Duhamel grew up in a small town in Georgia. "I went through ROTC in high school and joined the Marine Corps because it was the hardest branch, and they have the best uniforms. I wanted to do law enforcement after I got out of the military, using the GI bill for college, but didn't think a police force would take me seriously because I'm 105 pounds and small."

"I worked hard in the Marines and earned a black belt in Tae Kwan Do and worked out like six days a week. I was and still am pretty fit – but I was really fit back then – and I got myself prepared for boot camp. It was super easy physically for me and so that's why I decided to join the military.

"I ended up being sent here to Camp Pendleton, which is where some of the bad things happened in my life."

She explained that it's difficult for female Marines. She had become a sergeant in her four-years of service, but the final year included help in the form of medications and counseling.

"The medications that the military and the VA will give you are horrible for you. I figured out something that works and now it's just living day by day. I still go to therapy, but not intensive therapy like I used to, where it was like four days a week, eight hours each of those days for two months straight.

"I wanted to have a dog and I wanted her to have her fully trained by the time I got out. I went to a program and got Lotus – and actually I met my husband Jules there. It was nice because he had his service dog – a boxer named Moses. It was nice having someone who you know could relate to and understand where I was coming from."

Duhamel wasn't satisfied with the training methods of the initial program and was able to adopt Lotus out of it and decided to train the dog on her own.

"I finished her training then I went through Next Step Service Dogs, which is an incredible accredited program. She and I graduated through them and then we volunteered there. Then with COVID, I stopped."

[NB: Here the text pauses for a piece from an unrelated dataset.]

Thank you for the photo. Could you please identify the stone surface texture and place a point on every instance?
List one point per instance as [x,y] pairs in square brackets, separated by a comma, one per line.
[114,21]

She applied and was accepted at a couple colleges before getting the job with Canine Support Teams as lead trainer for service dogs.

"It's very demanding and part of it is going into prison teaching the inmates," Duhamel said. "I teach the puppy raisers and teach the clients when I get the dogs to place with them – so I'm there every step of the way. I use Lotus as a demo dog because sometimes when the clients are getting their dog, they don't really know what the dogs are capable of doing."

She said team training is two weeks with a lot of stress for people working with veterans, which is 80% of their work.

"I can see myself in many of them, where they get frustrated or emotional. I could see their anxiety when we go out to the mall to practice with the dogs in public. It's something that you have to be sensitive about."

"My whole life is now dogs. She was my first dog – so that's cool – and to be selected was based mostly on our story."

Duhamel self-nominated her dog, sending the AKC a photo of her dog and explaining why she should be considered.

"It was pretty neat to watch myself on TV," she admitted. "It was kind of surreal. I was happy with what they did. They interviewed my husband as well and the training coordinator who works here. They also showed Lotus doing some task work and some of her retrieval commands, and doing her alerts where she puts her chin on my lap and she pawed me whenever I do some anxious behaviors that she's queued onto."

"There's no such thing as a complete cure for the trauma, but I've learned to manage it way better than I used to. I still go to therapy, but I feel almost normal.

I'm not as worried about panicking in public, so it's it helped me start to go into public more often because I can trust bad things wouldn't happen – because I'd recognize when I need to leave because Lotus responds so well to an anxiety attack or panic attack.

Duhamel has a 100% disability from the military. She likes Fallbrook because it's close to the base, is quiet, and she can afford a house with a backyard.

She feels she is finally in a good place emotionally, thanks to Lotus.